Sunday, February 7, 2010

IronPython Dictionaries Memory Cost

Maintaining a mapping as a dictionary can be quite expensive in terms of memory, more than one would expect. A couple of days ago I have checked with windbg how much a single entry in a dictionary mapping pairs to ints costs. The code I measured is:

d = {(1, 2): 3}

I have executed it in IronPython 2.6.

The graph below depicts what I saw on the heap. Each box represents a single word in memory. In a 32 bit system, a word is 4 bytes.

Every object in .NET runtime has an overhead of two words. These are the pointer to its class and some house-keeping data, which I don't know much about. Allegedly some part of it is used for object locking.

The graph shows objects below buckets array, these are the only that count. A dictionary is a hashtable which is implemented with an array of buckets. Each item in the dictionary is kept in a bucket. The size of the Bucket object determines the size of an entry in the dictionary.

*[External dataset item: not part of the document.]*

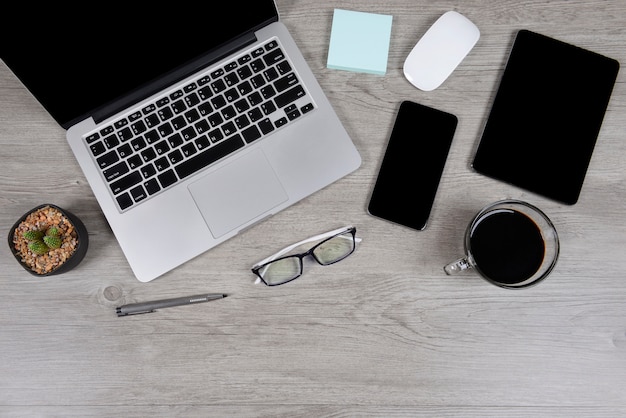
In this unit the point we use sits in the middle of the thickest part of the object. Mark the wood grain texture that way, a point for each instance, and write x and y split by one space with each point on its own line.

There are 23 boxes in the Bucket's subtree, which means its size is 23 * 4 = 92 bytes. Quite a lot. A million numbers in that dictionary would take almost 100 megabytes!

The main reason it comes out as that many is the generality of the dictionary. The fact that it can store objects of arbitrary types means that the numbers must be boxed. .NET generic collections, when specialized for ints, would store numbers in place saving a lot of space.